Certain proteins found in the human brain have long been known to be critical to controlling how brain cells communicate with each other. So-called GABAA receptors are proteins that control the flow of ions into and out of cells. As they play such a vital role in how neurons slow down or stop firing, they have become the targets of many drugs for conditions such as epilepsy, anxiety, depression and insomnia.
Yet due to technical limitations and the delicate nature of studying human brain tissue, scientists have lacked a complete picture of how GABAA receptors, and their 19 subunits, come together to carry out their functions.
Researchers at the University of California San Diego and University of Texas Southwestern Medical Center have for the first time constructed a detailed structural map of GABAA receptors in the human brain, revealing how they assemble and how drugs bind to them. Their findings were published on January 22, 2025 in the journal Nature.
"These receptors are targeted by many drugs for a variety of conditions, and by studying receptors directly from human brains, this research provides new insights into their exact structure, including how they interact with specific drugs," said study senior author Professor Ryan Hibbs of UC San Diego's School of Biological Sciences.
Due to the technical challenges of studying human brain samples, scientists had relied on information about GABAA receptors using studies from simplified systems, rather than direct examination of the protein in brain tissue. Jia Zhou, a postdoctoral scholar in the Department of Neurobiology, Hibbs and fellow research team members were able to overcome these obstacles with direct examinations of human GABAA receptors.
Samples were collected with full consent from patients undergoing surgery to treat epilepsy. These surgeries removed small portions of brain tissue that were already being taken out for medical purposes.
The tissue samples were then analyzed at UC San Diego in the Hibbs lab and the recently opened Goeddel Family Technology Sandbox, which features advanced cryo-electron microscopy (cryo-EM) instruments.
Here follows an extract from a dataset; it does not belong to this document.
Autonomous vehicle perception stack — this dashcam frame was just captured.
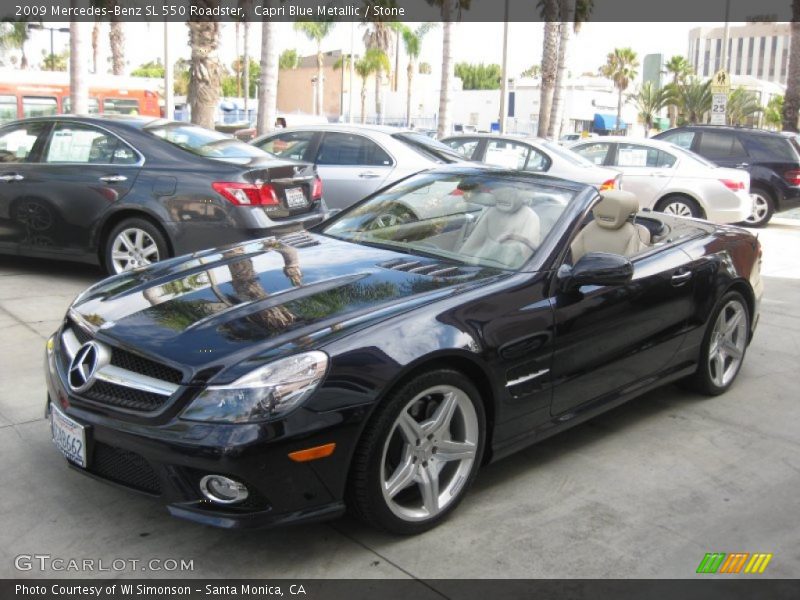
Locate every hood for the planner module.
[70,232,505,380]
Cryo-EM flash-cools tissue in a process that "freezes" samples in place and results in new ways to visualize intricate details not possible through other means. The researchers also used electrophysiology to measure how GABAA receptors function and respond to drugs.
The results allowed the scientists to create a detailed map of GABAA receptors, revealing how they assemble together and how drugs bind to them. The cryo-EM data allowed the researchers to construct 3-D structural models of 12 GABAA receptor subunit assemblies, which revealed the great variety of ways the subunits come together to make the receptors, as well as new drug mechanisms that may be relevant to treating epilepsy.
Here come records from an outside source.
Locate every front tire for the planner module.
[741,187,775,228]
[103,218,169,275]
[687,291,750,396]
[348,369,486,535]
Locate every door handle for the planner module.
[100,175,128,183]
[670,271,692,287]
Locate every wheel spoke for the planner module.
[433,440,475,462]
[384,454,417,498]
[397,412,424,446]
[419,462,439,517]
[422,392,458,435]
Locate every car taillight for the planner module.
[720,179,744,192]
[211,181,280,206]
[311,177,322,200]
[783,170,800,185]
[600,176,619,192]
The new information paves a path to understanding why certain drugs work effectively or fail when treating neurological disorders. The researchers reported that they have already discovered novel functions for two epilepsy drugs previously not known to act on GABAA receptors.
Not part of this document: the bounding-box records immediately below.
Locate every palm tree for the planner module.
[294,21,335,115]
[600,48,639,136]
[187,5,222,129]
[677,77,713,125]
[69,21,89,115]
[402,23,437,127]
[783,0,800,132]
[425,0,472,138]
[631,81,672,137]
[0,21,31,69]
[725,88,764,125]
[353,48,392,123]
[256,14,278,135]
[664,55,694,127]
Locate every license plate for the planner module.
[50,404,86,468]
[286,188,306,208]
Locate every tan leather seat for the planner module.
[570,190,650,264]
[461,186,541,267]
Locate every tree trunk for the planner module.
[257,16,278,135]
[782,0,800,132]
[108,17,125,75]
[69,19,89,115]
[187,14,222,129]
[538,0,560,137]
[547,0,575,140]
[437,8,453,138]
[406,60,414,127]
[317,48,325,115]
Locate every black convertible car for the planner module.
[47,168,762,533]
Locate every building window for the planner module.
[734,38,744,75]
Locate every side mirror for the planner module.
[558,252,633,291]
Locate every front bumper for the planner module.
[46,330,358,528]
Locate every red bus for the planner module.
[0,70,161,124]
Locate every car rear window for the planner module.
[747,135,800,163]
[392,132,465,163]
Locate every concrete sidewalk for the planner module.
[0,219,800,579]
"This research helps explain how the brain's 'brakes' work — how neurons slow down or stop firing," said Zhou, the paper's lead author. "By understanding this process, scientists can create better treatments for conditions like epilepsy, anxiety and insomnia, ultimately improving the lives of millions of people."
The researchers are now studying how the different subunit combinations affect receptor functions across various brain regions, as well as investigating the design of new drugs that more precisely target these receptors. They also plan to expand the studies into patients with specific neurological conditions for possible customized therapies.